La villa fu la residenza del celebre scienziato svedese Alfred Nobel, inventore della dinamite e fondatore del più importante premio al mondo nel campo scientifico, letterario e della pace. Anche lui, come molti altri esponenti dell’élite europea ottocentesca, scelse Sanremo per ragioni di salute. La villa oggi ospita un interessante museo ed è sede di numerosi eventi e convegni.

 

8) Concattedrale di San Siro

La Concattedrale come la conosciamo oggi venne costruita in stile romanico nel XII secolo sui resti di un’antica chiesa paleocristiana.  L’interno a tre navate è intervallato da sei campate di colonne e pilastri.

 

9) Chiesa Russa

La chiesa di Cristoforo Salvatore, più nota come chiesa russa, simboleggia il legame che da sempre unisce la città con la comunità ortodossa.
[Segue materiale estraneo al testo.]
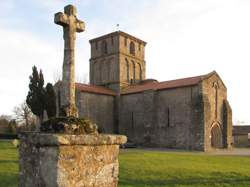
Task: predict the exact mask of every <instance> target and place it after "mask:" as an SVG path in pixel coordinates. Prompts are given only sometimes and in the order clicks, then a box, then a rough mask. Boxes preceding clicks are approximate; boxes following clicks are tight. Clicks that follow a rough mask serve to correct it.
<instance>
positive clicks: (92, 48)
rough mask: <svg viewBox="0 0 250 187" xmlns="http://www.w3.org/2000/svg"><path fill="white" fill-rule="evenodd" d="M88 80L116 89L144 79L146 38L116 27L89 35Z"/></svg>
mask: <svg viewBox="0 0 250 187" xmlns="http://www.w3.org/2000/svg"><path fill="white" fill-rule="evenodd" d="M89 42H90V45H91V58H90V84H92V85H98V86H105V87H108V88H110V89H112V90H114V91H116V92H118V93H119V92H120V91H121V90H122V89H123V88H125V87H127V86H129V85H132V84H136V83H139V82H140V81H142V80H144V79H145V68H146V65H145V60H144V50H145V46H146V42H144V41H142V40H140V39H138V38H136V37H134V36H131V35H129V34H127V33H125V32H122V31H117V32H112V33H110V34H107V35H104V36H101V37H98V38H95V39H92V40H90V41H89Z"/></svg>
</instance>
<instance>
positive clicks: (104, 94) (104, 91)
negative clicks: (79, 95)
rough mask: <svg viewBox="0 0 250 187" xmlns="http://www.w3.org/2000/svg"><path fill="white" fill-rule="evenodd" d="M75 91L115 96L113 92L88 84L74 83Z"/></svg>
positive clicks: (106, 88) (104, 88)
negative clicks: (81, 91) (89, 84)
mask: <svg viewBox="0 0 250 187" xmlns="http://www.w3.org/2000/svg"><path fill="white" fill-rule="evenodd" d="M76 89H78V90H79V91H83V92H89V93H96V94H103V95H112V96H115V95H117V94H116V93H115V92H114V91H113V90H111V89H109V88H105V87H103V86H95V85H89V84H82V83H76Z"/></svg>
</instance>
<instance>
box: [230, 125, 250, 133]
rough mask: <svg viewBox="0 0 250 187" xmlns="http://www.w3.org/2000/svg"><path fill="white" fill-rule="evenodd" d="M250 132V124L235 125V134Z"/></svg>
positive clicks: (233, 127) (234, 129) (234, 131)
mask: <svg viewBox="0 0 250 187" xmlns="http://www.w3.org/2000/svg"><path fill="white" fill-rule="evenodd" d="M248 133H250V125H242V126H241V125H238V126H237V125H234V126H233V135H247V134H248Z"/></svg>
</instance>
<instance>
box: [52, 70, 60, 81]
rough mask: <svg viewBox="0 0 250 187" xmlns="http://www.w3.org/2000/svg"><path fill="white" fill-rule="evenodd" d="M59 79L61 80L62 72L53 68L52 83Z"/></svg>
mask: <svg viewBox="0 0 250 187" xmlns="http://www.w3.org/2000/svg"><path fill="white" fill-rule="evenodd" d="M61 80H62V72H61V71H60V70H58V69H56V70H54V72H53V84H55V83H57V82H58V81H61Z"/></svg>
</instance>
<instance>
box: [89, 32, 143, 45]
mask: <svg viewBox="0 0 250 187" xmlns="http://www.w3.org/2000/svg"><path fill="white" fill-rule="evenodd" d="M115 35H122V36H125V37H128V38H130V39H132V40H135V41H137V42H139V43H142V44H144V45H146V44H147V42H145V41H143V40H141V39H139V38H137V37H135V36H132V35H130V34H128V33H126V32H123V31H115V32H111V33H109V34H105V35H103V36H99V37H97V38H93V39H91V40H89V42H90V43H92V42H96V41H99V40H102V39H105V38H109V37H111V36H115Z"/></svg>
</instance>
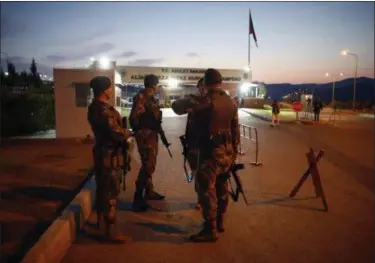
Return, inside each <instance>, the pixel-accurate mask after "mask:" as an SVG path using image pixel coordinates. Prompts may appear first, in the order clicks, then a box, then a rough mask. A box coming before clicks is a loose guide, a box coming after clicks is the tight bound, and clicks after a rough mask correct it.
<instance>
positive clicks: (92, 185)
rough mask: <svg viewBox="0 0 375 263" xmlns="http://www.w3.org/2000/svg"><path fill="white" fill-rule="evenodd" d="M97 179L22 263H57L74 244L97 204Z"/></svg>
mask: <svg viewBox="0 0 375 263" xmlns="http://www.w3.org/2000/svg"><path fill="white" fill-rule="evenodd" d="M95 189H96V184H95V178H94V177H92V178H91V179H90V180H89V181H88V182H87V183H86V184H85V185H84V186H83V188H82V189H81V191H80V192H79V193H78V195H76V197H75V198H74V199H73V201H72V202H71V203H70V204H69V205H68V206H67V207H66V208H65V210H64V211H63V212H62V214H61V216H60V217H58V218H57V219H56V220H55V221H54V222H53V223H52V224H51V226H50V227H49V228H48V229H47V230H46V232H44V233H43V235H42V236H41V237H40V238H39V240H38V242H36V243H35V245H34V246H33V247H32V248H31V249H30V251H29V252H28V253H27V254H26V256H25V257H24V258H23V260H22V261H21V262H22V263H55V262H56V263H57V262H60V261H61V260H62V258H63V257H64V256H65V254H66V252H67V251H68V249H69V247H70V245H71V244H72V243H73V242H74V239H75V238H76V236H77V234H78V230H79V229H80V228H82V227H83V225H84V223H85V221H86V220H87V219H88V218H89V216H90V214H91V212H92V208H93V205H94V202H95V198H96V196H95Z"/></svg>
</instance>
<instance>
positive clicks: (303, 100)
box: [301, 94, 313, 112]
mask: <svg viewBox="0 0 375 263" xmlns="http://www.w3.org/2000/svg"><path fill="white" fill-rule="evenodd" d="M301 103H302V105H303V111H304V112H312V105H313V95H312V94H302V95H301Z"/></svg>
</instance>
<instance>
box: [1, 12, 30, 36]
mask: <svg viewBox="0 0 375 263" xmlns="http://www.w3.org/2000/svg"><path fill="white" fill-rule="evenodd" d="M26 30H27V25H26V24H25V23H21V22H19V21H17V20H12V19H10V18H9V17H7V16H5V15H3V14H1V18H0V38H1V39H6V38H14V37H17V36H19V35H20V34H22V33H24V32H26Z"/></svg>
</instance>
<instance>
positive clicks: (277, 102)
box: [271, 100, 280, 127]
mask: <svg viewBox="0 0 375 263" xmlns="http://www.w3.org/2000/svg"><path fill="white" fill-rule="evenodd" d="M271 107H272V124H271V126H272V127H274V126H275V120H276V121H277V126H279V125H280V118H279V115H280V106H279V103H278V102H277V100H274V101H273V102H272V105H271Z"/></svg>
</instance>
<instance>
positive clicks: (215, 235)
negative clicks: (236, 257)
mask: <svg viewBox="0 0 375 263" xmlns="http://www.w3.org/2000/svg"><path fill="white" fill-rule="evenodd" d="M190 239H191V240H192V241H193V242H197V243H198V242H202V243H203V242H212V243H213V242H216V241H217V236H216V229H215V227H214V224H213V223H212V222H205V223H204V225H203V229H202V230H201V231H200V232H199V233H198V234H196V235H192V236H190Z"/></svg>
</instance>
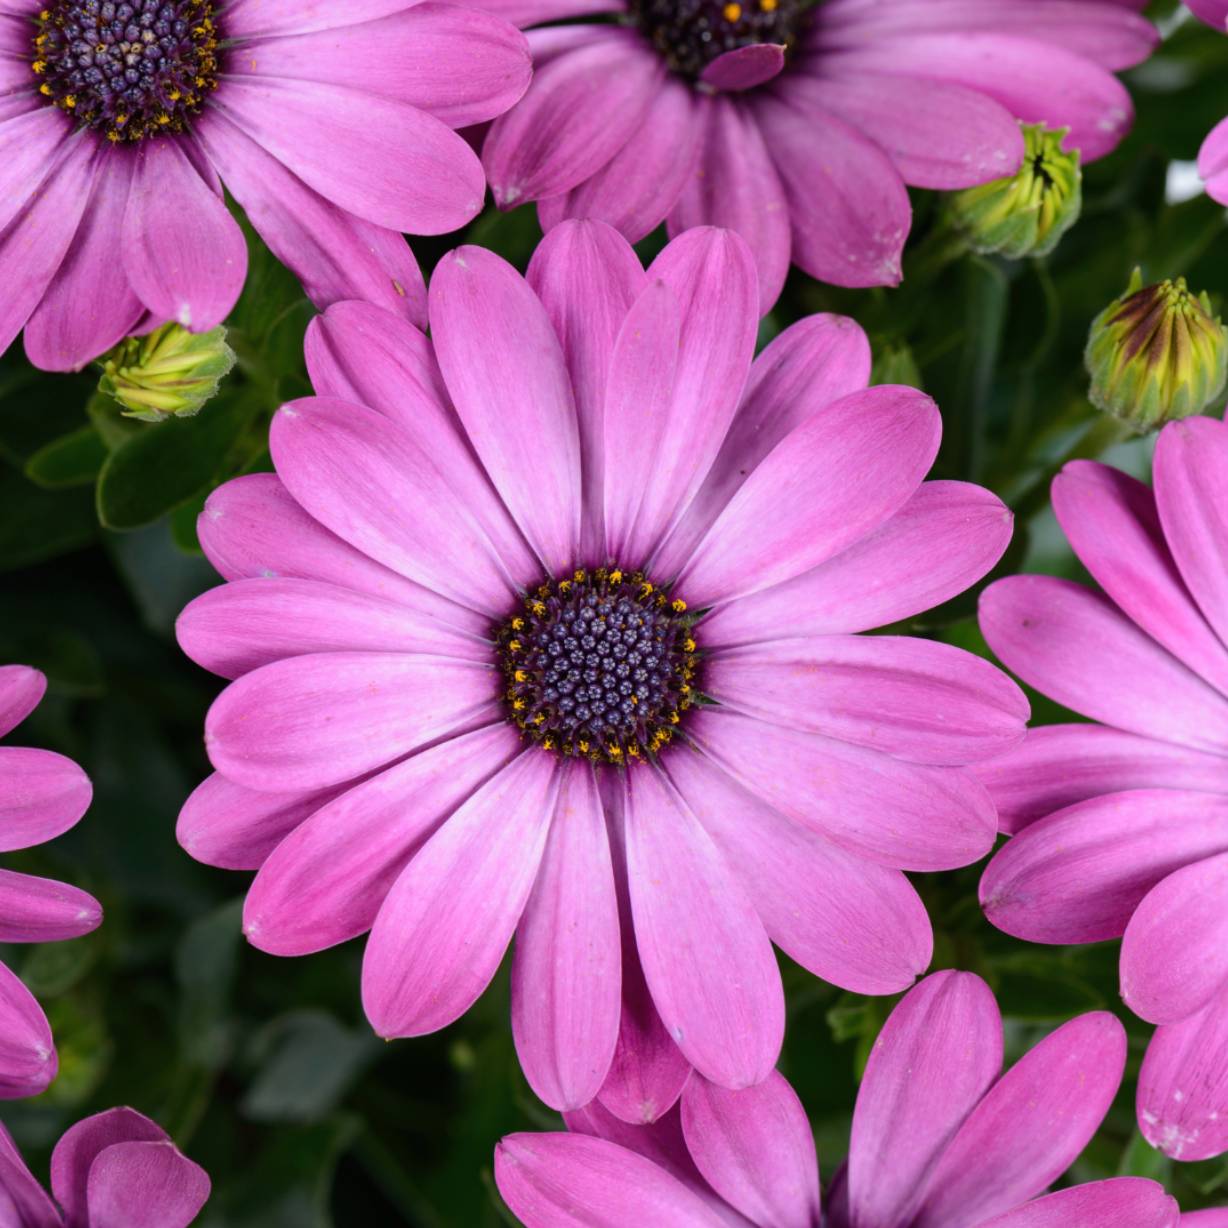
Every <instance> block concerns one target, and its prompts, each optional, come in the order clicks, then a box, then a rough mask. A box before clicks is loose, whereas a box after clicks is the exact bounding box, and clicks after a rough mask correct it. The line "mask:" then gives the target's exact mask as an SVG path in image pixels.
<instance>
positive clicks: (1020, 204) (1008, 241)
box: [949, 124, 1083, 260]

Il magnifico edificio, visitabile al pubblico, si trova all’inizio di corso Imperatrice. La prima pietra venne posta nel 1912; nel cortile della chiesa vi sono due busti raffiguranti il re d’Italia Vittorio Emanuele III e sua moglie, la regina Elena del Montenegro.

 

10) Palazzo Nota

Sede del Museo Civico l’edifico risale al 1667.  Recentemente è stato interamente recuperato dopo un lungo lavoro di restauro che ha riportato alla luce ampie sale, stucchi e affreschi di epoca settecentesca. Al primo piano si trova la Sezione Archeologica, al secondo piano si può ammirare lo storico salone del Consiglio Comunale; l’edificio fu infatti sede del Comune in passato. Il secondo piano ospita invece la pinacoteca. Una stanza è dedicata ad Antonio Rubino.

 

11) Bussana Vecchia

Il suggestivo Borgo si trova a poca distanza dal centro. La sua storia particolare ha inizio nel 1887 a seguito di un violento terremoto. L’autorità militare, per sicurezza degli abitanti, impose di abbandonare il paese che venne ricostruito più a valle. Tra gli anni ’50 e ’60 una comunità di artisti provenienti anche da altri paesi europei riscoprirono il borgo parzialmente distrutto. Dalle macerie nacque il Villaggio degli Artisti ancora oggi uno dei luoghi più caratteristici e suggestivi di Sanremo. L’architettura così particolare è costellata di botteghe, gallerie d’arte e opere.